Risks and mitigations

Every program carries risks. Here is how each key concern is addressed before launch.

Risk: Low

Donor data privacy

Mitigated by requiring certified data wipe by buyer (PayMore provides this). Bin signage explicitly states all data is professionally erased. No donor PII collected by Shop Talk.

Risk: Low

Regulatory / legal

Texas does not require special licensing to collect donated electronics for resale. 501(c)(3) status means in-kind donation value may be tax-deductible for donors — an additional giving incentive.

Risk: Medium

Shop owner participation

Mitigated by a simple, low-ask pitch: we provide the bin, signage, and all logistics. Shop owners do nothing except allow the bin. Starting with 50 most engaged locations — all already committed to the Shop Talk mission — before expanding to the full network.

Risk: Medium

Volume uncertainty

Conservative projections used. Year one launches at 50 locations — more than half the network — to establish strong baseline volume quickly. Remaining locations added in year two based on first-quarter data.

Risk: Low

Market price fluctuation

Phone resale values are relatively stable for iPhones (top-valued category). Negotiating a minimum guaranteed price per condition tier with the buyer removes downside risk.

Risk: Low

Mission / brand alignment

The recycling angle reinforces community care. Explicit marketing that funds go directly to Shop Talk programming ensures the connection to mission is clear and credible to the community.

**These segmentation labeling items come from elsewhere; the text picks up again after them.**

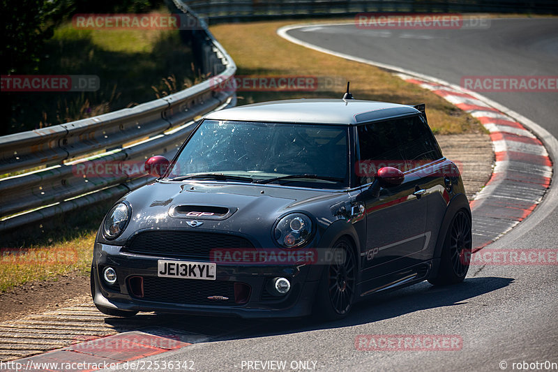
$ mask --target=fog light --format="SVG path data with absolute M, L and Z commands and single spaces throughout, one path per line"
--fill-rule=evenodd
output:
M 116 271 L 115 271 L 114 269 L 112 267 L 107 267 L 103 271 L 103 277 L 105 278 L 105 281 L 110 285 L 116 283 Z
M 291 283 L 285 278 L 276 278 L 273 279 L 273 287 L 277 292 L 285 295 L 291 289 Z

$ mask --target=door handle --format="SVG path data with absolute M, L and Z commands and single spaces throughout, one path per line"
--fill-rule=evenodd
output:
M 426 193 L 426 190 L 425 190 L 424 188 L 421 188 L 413 193 L 413 195 L 417 198 L 420 198 L 425 193 Z

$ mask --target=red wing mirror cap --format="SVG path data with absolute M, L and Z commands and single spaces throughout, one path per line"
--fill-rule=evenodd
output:
M 379 179 L 382 187 L 390 187 L 400 185 L 405 176 L 397 168 L 384 167 L 378 170 L 377 178 Z
M 145 161 L 145 171 L 154 177 L 160 177 L 167 172 L 169 168 L 168 159 L 165 156 L 157 155 L 151 156 Z

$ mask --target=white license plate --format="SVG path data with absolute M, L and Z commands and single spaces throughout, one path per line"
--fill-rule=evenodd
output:
M 157 261 L 157 276 L 165 278 L 183 278 L 214 281 L 217 264 L 213 262 L 193 262 L 188 261 Z

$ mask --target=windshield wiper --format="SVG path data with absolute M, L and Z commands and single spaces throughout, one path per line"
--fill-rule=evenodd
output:
M 281 176 L 280 177 L 268 178 L 267 179 L 259 179 L 254 181 L 255 184 L 269 184 L 281 179 L 287 179 L 289 178 L 309 178 L 312 179 L 325 179 L 326 181 L 335 181 L 335 182 L 342 182 L 345 181 L 344 178 L 340 177 L 331 177 L 329 176 L 318 176 L 317 174 L 291 174 L 289 176 Z
M 250 177 L 232 176 L 229 174 L 223 174 L 223 173 L 200 173 L 199 174 L 190 174 L 189 176 L 179 176 L 172 178 L 169 179 L 169 181 L 183 181 L 184 179 L 217 179 L 218 181 L 244 181 L 246 182 L 252 182 L 254 181 L 254 179 Z

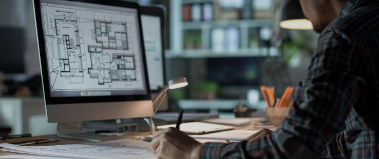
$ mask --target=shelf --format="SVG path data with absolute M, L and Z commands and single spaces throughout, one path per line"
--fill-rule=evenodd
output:
M 252 57 L 267 56 L 267 49 L 241 50 L 233 52 L 215 52 L 212 50 L 184 50 L 180 52 L 168 51 L 166 52 L 167 58 L 218 58 L 218 57 Z M 279 55 L 278 50 L 275 48 L 270 49 L 269 56 Z
M 214 3 L 215 0 L 183 0 L 183 4 L 192 4 L 194 3 Z
M 270 26 L 271 25 L 271 20 L 257 19 L 207 22 L 183 22 L 182 25 L 183 29 L 185 30 L 230 27 L 256 28 Z

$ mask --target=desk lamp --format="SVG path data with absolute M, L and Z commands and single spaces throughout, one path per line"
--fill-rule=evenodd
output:
M 293 30 L 312 30 L 313 26 L 306 18 L 299 0 L 287 0 L 281 8 L 281 28 Z
M 153 100 L 153 106 L 154 113 L 153 114 L 153 116 L 150 117 L 144 118 L 150 126 L 150 132 L 151 133 L 151 134 L 155 133 L 155 125 L 153 121 L 153 117 L 159 109 L 159 107 L 162 105 L 162 103 L 164 101 L 164 98 L 167 96 L 167 92 L 170 89 L 183 88 L 187 85 L 188 85 L 188 82 L 187 82 L 187 79 L 185 77 L 182 77 L 172 79 L 168 81 L 168 86 L 165 86 L 163 89 L 158 93 L 156 97 Z

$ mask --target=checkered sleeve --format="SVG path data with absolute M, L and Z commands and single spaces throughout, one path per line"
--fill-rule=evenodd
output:
M 344 122 L 360 92 L 364 57 L 357 41 L 330 29 L 319 38 L 309 73 L 296 88 L 289 116 L 271 135 L 251 142 L 204 145 L 199 157 L 314 158 Z

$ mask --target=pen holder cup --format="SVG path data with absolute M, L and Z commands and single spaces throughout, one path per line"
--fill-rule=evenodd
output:
M 270 124 L 279 126 L 281 122 L 288 116 L 290 107 L 268 107 L 266 108 L 267 118 Z

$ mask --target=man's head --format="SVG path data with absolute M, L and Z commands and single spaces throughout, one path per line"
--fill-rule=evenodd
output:
M 300 0 L 304 15 L 321 33 L 333 19 L 339 16 L 348 0 Z

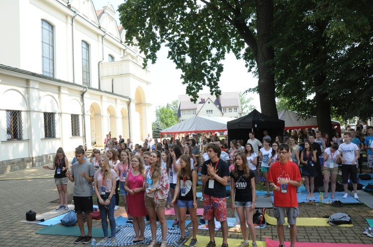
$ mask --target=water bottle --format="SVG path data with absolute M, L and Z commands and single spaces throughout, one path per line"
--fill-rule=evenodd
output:
M 96 239 L 93 239 L 92 241 L 91 241 L 91 247 L 94 247 L 96 246 Z

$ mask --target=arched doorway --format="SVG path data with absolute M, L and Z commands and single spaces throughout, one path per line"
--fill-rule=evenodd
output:
M 93 146 L 103 146 L 104 136 L 102 134 L 102 114 L 101 108 L 95 102 L 90 108 L 91 112 L 91 136 Z

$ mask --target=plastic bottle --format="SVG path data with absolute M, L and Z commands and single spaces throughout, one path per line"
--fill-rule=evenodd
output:
M 95 246 L 96 246 L 96 239 L 93 239 L 91 241 L 91 246 L 90 246 L 90 247 L 94 247 Z

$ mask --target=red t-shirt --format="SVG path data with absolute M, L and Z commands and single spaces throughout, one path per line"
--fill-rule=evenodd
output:
M 274 205 L 278 207 L 297 207 L 296 187 L 288 184 L 287 193 L 282 193 L 278 182 L 281 179 L 301 181 L 302 177 L 298 166 L 291 161 L 288 161 L 287 164 L 280 164 L 280 161 L 277 161 L 271 165 L 268 172 L 268 180 L 280 187 L 280 191 L 274 190 Z

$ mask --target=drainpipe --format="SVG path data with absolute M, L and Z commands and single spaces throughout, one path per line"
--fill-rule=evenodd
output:
M 75 67 L 74 59 L 74 19 L 77 17 L 77 11 L 74 10 L 74 16 L 71 18 L 71 53 L 73 55 L 73 82 L 75 83 Z
M 88 90 L 88 87 L 86 86 L 86 89 L 85 89 L 84 92 L 83 92 L 83 93 L 82 94 L 82 102 L 83 103 L 83 134 L 84 138 L 84 149 L 85 150 L 87 150 L 87 133 L 86 132 L 86 107 L 85 106 L 84 104 L 84 95 L 86 94 L 86 93 L 87 93 L 87 90 Z
M 130 105 L 131 104 L 131 102 L 132 102 L 132 100 L 131 98 L 129 98 L 129 101 L 128 102 L 128 104 L 127 105 L 127 107 L 128 108 L 128 130 L 129 131 L 129 139 L 131 140 L 131 108 L 130 107 Z
M 102 60 L 97 64 L 98 69 L 98 89 L 101 89 L 101 63 L 103 62 L 103 37 L 106 35 L 106 32 L 103 32 L 103 35 L 101 37 L 101 43 L 102 44 Z

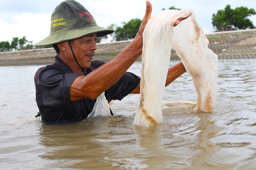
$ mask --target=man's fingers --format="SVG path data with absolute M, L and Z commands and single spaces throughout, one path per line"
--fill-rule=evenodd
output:
M 174 23 L 173 26 L 174 26 L 174 27 L 177 26 L 177 25 L 180 23 L 180 22 L 181 22 L 181 20 L 184 20 L 184 19 L 186 19 L 186 18 L 189 18 L 189 17 L 190 17 L 191 15 L 192 15 L 192 13 L 190 12 L 190 13 L 188 14 L 188 17 L 185 17 L 185 18 L 180 17 L 180 18 L 178 18 L 176 20 L 175 20 L 175 21 L 174 22 Z
M 146 20 L 147 22 L 147 20 L 149 20 L 149 18 L 150 18 L 150 17 L 151 16 L 152 4 L 149 1 L 146 1 L 146 13 L 145 14 L 144 18 Z M 143 19 L 144 19 L 144 18 L 143 18 Z
M 147 22 L 150 18 L 152 13 L 152 4 L 151 4 L 151 3 L 149 1 L 146 1 L 146 13 L 145 14 L 144 17 L 143 18 L 142 22 L 140 28 L 140 30 L 142 31 L 142 32 L 144 30 L 145 27 L 146 27 Z

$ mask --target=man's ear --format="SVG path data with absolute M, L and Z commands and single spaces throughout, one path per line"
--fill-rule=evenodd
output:
M 57 45 L 58 45 L 58 49 L 60 50 L 64 51 L 65 50 L 67 49 L 67 48 L 68 46 L 67 44 L 68 44 L 68 42 L 66 41 L 64 42 L 57 43 Z

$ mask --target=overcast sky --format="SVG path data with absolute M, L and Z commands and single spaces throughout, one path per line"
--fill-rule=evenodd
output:
M 62 0 L 0 0 L 0 42 L 23 36 L 38 42 L 50 35 L 51 15 Z M 132 18 L 142 19 L 146 9 L 145 0 L 77 0 L 95 19 L 98 25 L 106 28 L 111 23 L 121 26 Z M 205 33 L 214 32 L 211 17 L 227 4 L 232 8 L 247 7 L 256 10 L 255 0 L 151 0 L 152 16 L 163 8 L 171 6 L 193 11 Z M 256 16 L 249 18 L 256 26 Z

What we need from the board

The ask

This program can be fully live within 12 weeks of board approval, with minimal out-of-pocket investment. Bins and signage are sourced through community donations.

Motions for board approval

  • Motion 1 — Pilot authorization. Authorize a 3-month pilot across 50 DFW locations. Leverages existing Shop Talk partner relationships for rapid enrollment with no new outreach required.
  • Motion 2 — Operating budget. Approve $800–$1,500/year for logistics and contingency. Covers quarterly pickup fuel and admin only. Bins and signage are donated — zero materials cost to the organization.
  • Motion 3 — Program coordinator. Designate a staff member or volunteer as program lead. Estimated commitment: 4–6 hours per month for collection coordination, buyer communication, and impact reporting.
  • Motion 4 — Buyer outreach. Authorize negotiations with G1 Tech Dallas and Cash N Phones Dallas. Goal: a standing bulk purchase agreement with guaranteed minimum pricing per condition tier before first collection.
  • Motion 5 — 90-day review. Schedule a board report-back at 90 days post-launch. Report covers: phones collected, first-sale revenue, participating location count, and recommendation on full network expansion.

12-week launch timeline

  • Wks 1–2. Board approval · contact buyers · solicit donated bins and signage from community partners.
  • Wks 3–5. Confirm all 50 locations · prepare and label bins · finalize purchase agreement with buyer.
  • Wks 6–10. Install bins at all 50 locations · launch community announcement · collection begins.
  • Wk 12 ✓. Program fully live · first collection route · 90-day board review scheduled.